Clarification for Embedding Binary Data

mvadu · February 24, 2020, 6:45pm

Currently I have a project where I have bunch of html files what to be compressed into a gzip byte array and to be used by the code (to server as a web response).

As of now I have a pre build script which runs another powershell script which does the actual gzip compression, generates the byte array in .CPP complaint format and updates a header file.

Now I came across Embedding Binary Data in the documentation. I have few clarifications:

The example in the documentation talks about two array variables for each of the file. _start and _end. How do I use them? In the actual example code linked there it uses only _start. What is the use of the second array, and what will it contain?

extern const uint8_t aws_root_ca_pem_start[] asm("_binary_src_aws_root_ca_pem_start");
extern const uint8_t aws_root_ca_pem_end[] asm("_binary_src_aws_root_ca_pem_end");

Reading the build script (/builder/frameworks/_embed_files.py) I can’t make out how the actual embedding happen. Does it provide any optimization compared to my current way of embedding the binary data in a byte array variable in a header file?

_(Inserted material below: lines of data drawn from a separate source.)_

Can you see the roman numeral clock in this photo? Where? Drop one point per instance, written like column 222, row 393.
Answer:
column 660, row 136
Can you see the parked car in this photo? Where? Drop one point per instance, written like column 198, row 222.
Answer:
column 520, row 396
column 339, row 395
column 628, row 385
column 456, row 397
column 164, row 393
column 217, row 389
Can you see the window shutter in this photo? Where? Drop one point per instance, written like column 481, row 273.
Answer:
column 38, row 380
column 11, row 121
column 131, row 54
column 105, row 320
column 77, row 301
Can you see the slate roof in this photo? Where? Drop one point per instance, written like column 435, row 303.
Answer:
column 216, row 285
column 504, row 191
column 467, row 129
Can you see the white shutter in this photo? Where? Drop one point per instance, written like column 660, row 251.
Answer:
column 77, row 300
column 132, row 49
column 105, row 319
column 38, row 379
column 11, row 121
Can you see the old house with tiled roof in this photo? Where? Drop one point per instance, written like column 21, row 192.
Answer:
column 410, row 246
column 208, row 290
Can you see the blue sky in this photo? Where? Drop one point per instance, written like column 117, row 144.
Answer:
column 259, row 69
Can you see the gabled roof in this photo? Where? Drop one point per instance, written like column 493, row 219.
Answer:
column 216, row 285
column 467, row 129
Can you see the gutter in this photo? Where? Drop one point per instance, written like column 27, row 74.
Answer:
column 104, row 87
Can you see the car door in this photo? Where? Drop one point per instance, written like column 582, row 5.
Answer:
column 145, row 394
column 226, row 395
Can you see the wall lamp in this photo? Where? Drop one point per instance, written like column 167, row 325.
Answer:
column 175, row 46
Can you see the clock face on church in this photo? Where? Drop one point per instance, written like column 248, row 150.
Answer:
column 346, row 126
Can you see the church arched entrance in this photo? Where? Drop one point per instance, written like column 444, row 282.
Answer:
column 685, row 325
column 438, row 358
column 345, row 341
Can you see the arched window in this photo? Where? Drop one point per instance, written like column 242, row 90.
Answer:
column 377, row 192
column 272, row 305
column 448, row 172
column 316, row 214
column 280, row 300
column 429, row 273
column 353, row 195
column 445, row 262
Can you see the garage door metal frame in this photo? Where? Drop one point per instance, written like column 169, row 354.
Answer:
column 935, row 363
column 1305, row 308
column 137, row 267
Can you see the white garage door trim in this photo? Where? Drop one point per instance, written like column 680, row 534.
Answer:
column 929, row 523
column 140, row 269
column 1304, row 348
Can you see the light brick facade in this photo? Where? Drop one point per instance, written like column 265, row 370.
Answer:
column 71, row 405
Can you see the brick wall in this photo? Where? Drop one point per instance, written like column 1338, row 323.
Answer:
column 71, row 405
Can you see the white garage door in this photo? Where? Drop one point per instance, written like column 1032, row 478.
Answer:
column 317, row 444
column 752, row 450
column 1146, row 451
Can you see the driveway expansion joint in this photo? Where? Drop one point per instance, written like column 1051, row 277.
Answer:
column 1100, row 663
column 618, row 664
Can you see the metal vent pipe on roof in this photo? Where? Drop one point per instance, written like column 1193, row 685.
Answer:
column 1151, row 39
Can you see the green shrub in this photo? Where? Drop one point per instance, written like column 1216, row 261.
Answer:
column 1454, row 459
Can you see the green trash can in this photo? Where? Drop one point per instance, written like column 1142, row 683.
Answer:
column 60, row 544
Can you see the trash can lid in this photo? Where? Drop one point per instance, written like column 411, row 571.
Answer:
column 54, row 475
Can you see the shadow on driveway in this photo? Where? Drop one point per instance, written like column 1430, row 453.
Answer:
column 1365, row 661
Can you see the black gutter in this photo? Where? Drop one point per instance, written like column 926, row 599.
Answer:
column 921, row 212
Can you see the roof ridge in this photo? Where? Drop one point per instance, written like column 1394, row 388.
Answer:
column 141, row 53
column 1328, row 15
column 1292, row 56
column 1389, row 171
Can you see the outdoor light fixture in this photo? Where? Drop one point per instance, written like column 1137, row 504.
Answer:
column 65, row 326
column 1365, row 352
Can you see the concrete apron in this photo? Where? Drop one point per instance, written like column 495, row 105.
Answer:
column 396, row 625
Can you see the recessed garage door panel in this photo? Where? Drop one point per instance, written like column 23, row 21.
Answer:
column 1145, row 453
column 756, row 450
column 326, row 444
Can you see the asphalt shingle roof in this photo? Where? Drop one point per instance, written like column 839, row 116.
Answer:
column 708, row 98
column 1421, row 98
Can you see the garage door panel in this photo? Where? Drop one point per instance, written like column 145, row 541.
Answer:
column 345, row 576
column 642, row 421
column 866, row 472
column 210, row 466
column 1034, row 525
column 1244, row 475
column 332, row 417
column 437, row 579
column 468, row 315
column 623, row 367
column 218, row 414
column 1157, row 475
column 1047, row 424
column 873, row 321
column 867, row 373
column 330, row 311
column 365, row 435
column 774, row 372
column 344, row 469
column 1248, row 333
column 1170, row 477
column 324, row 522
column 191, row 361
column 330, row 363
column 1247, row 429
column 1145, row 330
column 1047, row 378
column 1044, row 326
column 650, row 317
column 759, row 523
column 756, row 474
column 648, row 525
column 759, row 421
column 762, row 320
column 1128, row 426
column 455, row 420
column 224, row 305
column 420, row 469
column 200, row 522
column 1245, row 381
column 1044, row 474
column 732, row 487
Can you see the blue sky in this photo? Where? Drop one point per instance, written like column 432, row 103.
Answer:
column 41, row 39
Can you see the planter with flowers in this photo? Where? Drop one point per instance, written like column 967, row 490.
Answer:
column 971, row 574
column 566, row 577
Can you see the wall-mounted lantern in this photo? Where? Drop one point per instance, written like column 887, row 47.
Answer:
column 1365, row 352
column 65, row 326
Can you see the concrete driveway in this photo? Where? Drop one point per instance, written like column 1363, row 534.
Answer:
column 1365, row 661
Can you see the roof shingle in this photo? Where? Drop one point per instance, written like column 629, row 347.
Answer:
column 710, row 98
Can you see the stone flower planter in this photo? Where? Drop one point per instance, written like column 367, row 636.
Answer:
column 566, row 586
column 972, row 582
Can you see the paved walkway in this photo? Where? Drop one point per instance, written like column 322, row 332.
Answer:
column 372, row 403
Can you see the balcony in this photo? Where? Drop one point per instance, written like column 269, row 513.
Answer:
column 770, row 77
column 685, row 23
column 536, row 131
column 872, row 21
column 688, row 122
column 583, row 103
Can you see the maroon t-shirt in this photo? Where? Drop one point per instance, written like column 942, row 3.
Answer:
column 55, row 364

mvadu · February 24, 2020, 7:27pm

After thinking some more I think the start and end are better represented as pointers (as any array name is just a pointer) and to find the length of the binary blob we would need to know _start and _end.

maxgerhardt · February 24, 2020, 7:32pm

Correct. The symbols define the address of the start and end of the symbol, as a pointer. As such the second _end array will contain nothing per-se, it’s a marker to the end.

github.com

platformio/platform-espressif32/blob/9c5455280fafd715d2c1f149bad3a2d66e577dd7/builder/frameworks/_embed_files.py#L100-L112


      
          env.Append(
              BUILDERS=dict(
                  TxtToBin=Builder(
                      action=env.VerboseAction(" ".join([
                          "xtensa-esp32-elf-objcopy",
                          "--input-target", "binary",
                          "--output-target", "elf32-xtensa-le",
                          "--binary-architecture", "xtensa",
                          "--rename-section", ".data=.rodata.embedded",
                          "$SOURCE", "$TARGET"
                      ]), "Converting $TARGET"),
                      suffix=".txt.o"))
          )

xtensa-esp32-elf-objcopy is called on the to-be-embedded file which produces the given symbols and a .o file which will be linked in the final executable.

No, it’s a binary copy of the input file, put in section of read-only flash. If you do the same in your header file with like a const uint8_t[] the effect will be exactly the same: a copy of the binary content and a pointer to the start of it.

mvadu · February 27, 2020, 3:46am

Thank you @maxgerhardt. Your answer makes it easier to understand the mechanism. I think my current logic of the bytearry generation in prebuild and adding to a header file makes it more easier to manage the static content.